Les deux, mais dans le bon ordre et avec une préférence pour les relations quand elles expriment mieux l'intention — c'est une question de méthode qui distingue les esquisses robustes des fragiles. Le principe directeur : chaque relation ou cote doit exprimer une intention de conception réelle, pas simplement « bloquer » un degré de liberté au hasard. Les relations géométriques sont souvent supérieures parce qu'elles capturent des intentions durables qui doivent survivre aux modifications : si deux trous doivent TOUJOURS être symétriques, une relation de symétrie l'impose définitivement — alors que les positionner par deux cotes séparées permet qu'ils deviennent asymétriques à la première modification.
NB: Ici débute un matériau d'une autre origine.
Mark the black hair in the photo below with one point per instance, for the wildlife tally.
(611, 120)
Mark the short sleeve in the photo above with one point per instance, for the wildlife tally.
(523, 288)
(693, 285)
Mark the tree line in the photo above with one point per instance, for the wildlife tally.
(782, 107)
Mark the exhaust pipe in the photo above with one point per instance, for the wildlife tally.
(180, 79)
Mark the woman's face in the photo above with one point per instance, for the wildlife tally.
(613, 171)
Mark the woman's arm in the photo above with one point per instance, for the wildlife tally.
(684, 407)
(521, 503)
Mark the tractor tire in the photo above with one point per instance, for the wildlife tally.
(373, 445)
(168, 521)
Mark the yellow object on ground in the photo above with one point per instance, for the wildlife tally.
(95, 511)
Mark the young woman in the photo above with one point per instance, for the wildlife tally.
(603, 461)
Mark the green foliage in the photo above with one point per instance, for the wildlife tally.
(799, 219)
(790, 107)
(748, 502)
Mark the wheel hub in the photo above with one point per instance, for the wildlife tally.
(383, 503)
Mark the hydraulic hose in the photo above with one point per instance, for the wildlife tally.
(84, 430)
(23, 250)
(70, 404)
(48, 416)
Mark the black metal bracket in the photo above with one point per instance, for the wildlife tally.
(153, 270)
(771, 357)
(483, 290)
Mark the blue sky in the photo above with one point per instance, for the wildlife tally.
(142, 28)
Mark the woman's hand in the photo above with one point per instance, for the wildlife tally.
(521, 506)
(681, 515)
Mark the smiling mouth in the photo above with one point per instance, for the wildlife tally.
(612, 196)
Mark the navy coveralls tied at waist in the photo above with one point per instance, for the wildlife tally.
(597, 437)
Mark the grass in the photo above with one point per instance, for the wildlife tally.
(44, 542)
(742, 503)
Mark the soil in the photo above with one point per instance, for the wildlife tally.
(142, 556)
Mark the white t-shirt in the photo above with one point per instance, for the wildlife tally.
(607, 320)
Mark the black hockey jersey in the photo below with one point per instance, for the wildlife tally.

De même, « ce cercle est concentrique à cet arc », « ces deux lignes sont égales », « ce point est sur cette ligne » : ces relations expriment des vérités permanentes de votre conception, gratuitement (aucun chiffre à gérer) et robustement. Les cotes, elles, sont indispensables pour tout ce qui a une valeur précise qui vous appartient : la longueur de 40 mm, le diamètre de 12 mm, l'angle de 30°. Une bonne stratégie de contrainte : (1) esquissez la forme approximative ; (2) ajoutez d'abord les relations géométriques qui structurent l'intention (symétries, tangences, égalités, alignements) — elles éliminent beaucoup de degrés de liberté « intelligemment » ; (3) complétez par les cotes pour les valeurs restantes. Cette méthode produit des esquisses à la fois définies ET robustes, avec généralement MOINS de cotes qu'une approche « tout coter » — et c'est un signe de qualité : une esquisse sur-cotée (où l'on a mis une valeur sur tout, y compris ce qui devrait être une relation) est plus lourde à modifier et cache l'intention. Attention à deux pièges opposés : le sur-contraignage (ajouter une cote redondante avec une relation existante → SolidWorks refuse et signale un conflit — supprimez l'une des deux), et les relations parasites ajoutées automatiquement pendant le tracé (SolidWorks « aide » en collant des relations horizontales/verticales/tangentes que vous ne vouliez pas — surveillez-les et supprimez celles qui ne correspondent pas à votre intention). En résumé : relations pour l'intention géométrique permanente, cotes pour les valeurs — dans cet ordre, avec parcimonie et sens.